Hi all, I took calibration photos using a 9x6 standard checkerboard pattern with a Sony A6000 camera with an attached lens. I’ve attached an example of the .JPG photo here.
When I ran the photos through findChessboardCorners(), it fails to find them and just kind of “hangs” at that step until I stop it. I let it run for about 15 mins before I stopped it.
The odd thing is, when I take the same photo and screenshot it (which turns it into a .png file), and use that photo, it works perfectly. I tried simply converting the .JPG to .png, but that also didn’t work.
Is there something inherent to a photo from an external camera that is toxic to OpenCV? Thank you.

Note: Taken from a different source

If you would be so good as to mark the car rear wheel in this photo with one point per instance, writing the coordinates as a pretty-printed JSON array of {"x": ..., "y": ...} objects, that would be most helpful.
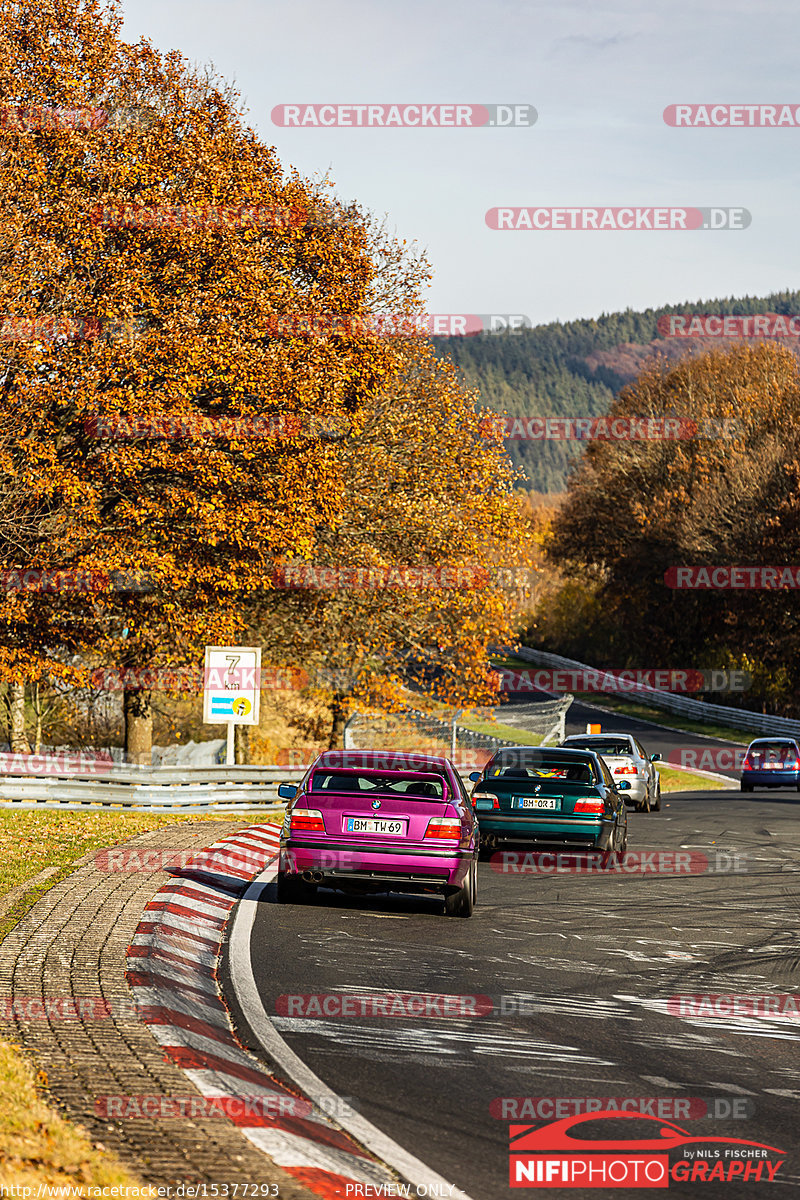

you need to pick that exact data out of your program’s execution and work with it.
don’t use JPEG. that’s lossy compression.
saving and loading an image, if losslessly, has ABSOLUTE ZERO effect on any computer vision.
if the findChessboardCorners()
function has trouble finding corners, that might be because of unfavorable contrasts in the picture.
assuming you’ll find the corners… that target is way too far away. calibration will have serious trouble estimating focal length given that this is almost an orthogonal projection (very narrow field of view, exhibiting no perspective)
Cool. I’m using a 100-400mm lens to try to see if I can get a solvePnP solution at around 11 feet for a project I’m working on. Is there a rule of thumb for maximum distance in solvePnp or a rule of thumb for focal length? Maybe I’m going about this the wrong way?
you might have to give calibrateCamera()
guesses for various intrinsics values… and nail them down.
for focal length, you find a ruler and a yard stick, shoot the ruler, measure the distance of it from the camera, measure the ruler in pixels, and calculate the focal length.
I don’t even know what you want to do with what you just described. I’d better not hypothesize.